4.If the aforementioned three reasons weren’t enough to scare all the strapping young lads away, my life is wildly entertaining. I’m not saying that I am necessarily entertaining or funny or charming or what have you. But I am saying that unusual things happen to me on a frequent basis. Things that combine to create this superbly awkward and tragic mess that is called my life. But no man in his right mind wants adventure and the excuse to laugh *with* his lady, right? The things that happen to me are funny, off-the-wall, unique and frankly… just make for terrible stories and conversation. I’m honestly surprised that I even have friends. People really hate funny stories told by an overly-animated and exuberant storyteller whose amazingly entertaining facial expressions could probably cure cancer. I mean, where’s the fun in that?

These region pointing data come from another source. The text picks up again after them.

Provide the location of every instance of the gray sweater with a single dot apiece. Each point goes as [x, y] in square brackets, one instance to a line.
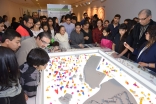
[76, 39]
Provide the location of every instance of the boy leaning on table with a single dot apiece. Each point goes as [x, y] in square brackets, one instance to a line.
[36, 61]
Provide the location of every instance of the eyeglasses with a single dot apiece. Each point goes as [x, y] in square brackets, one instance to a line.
[45, 42]
[142, 19]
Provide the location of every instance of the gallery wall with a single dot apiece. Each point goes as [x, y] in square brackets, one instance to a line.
[12, 9]
[126, 8]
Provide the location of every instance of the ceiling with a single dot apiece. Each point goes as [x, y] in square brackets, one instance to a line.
[41, 4]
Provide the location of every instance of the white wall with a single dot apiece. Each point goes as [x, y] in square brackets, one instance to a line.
[126, 8]
[12, 9]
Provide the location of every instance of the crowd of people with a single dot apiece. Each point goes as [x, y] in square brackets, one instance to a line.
[23, 45]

Hopefully you’ve gathered by now that I am being completely sarcastic. (As per the usual.) I’m just trying to prove a point. Ladies of Ouachita (and I am speaking to myself when I say this), quit complaining about your single status. Stop looking for pity. And for Pete’s sake, do not settle ― especially if the man God has for you is named Pete. Is it harder to be single at Ouachita than it might be at other schools? Probably. With the culture in which we find ourselves, it’s hard to keep from won- dering what the reasons are for our solo season in life. But you are exactly where God wants you. We should be celebrating that! If the Big Guy upstairs thinks it’s best for me to do life on my own right now, I should be thanking him and his reasons that are far beyond my com- prehension. If you are in a relationship, that’s awesome. It is my sincere hope that you are using that for God’s glory and to make Him known.
Gentlemen of Ouachita, I know you secretly wonder why you aren’t married yet as well. You can puff out your chest and argue with me all you want; I know I’m right. But the same goes for you. Except, it’s your duty to pursue the woman God has for you. So, get off your caboose and, if you think you’ve found the lucky young lass, pursue the heck out of her. She will thank you for it. If you’re really lucky, she’s been waiting for you to make a move. So get on it. And just know that I expect an invite to your big day because there’s nothing I love more than a good ol’ Ouachita wedding.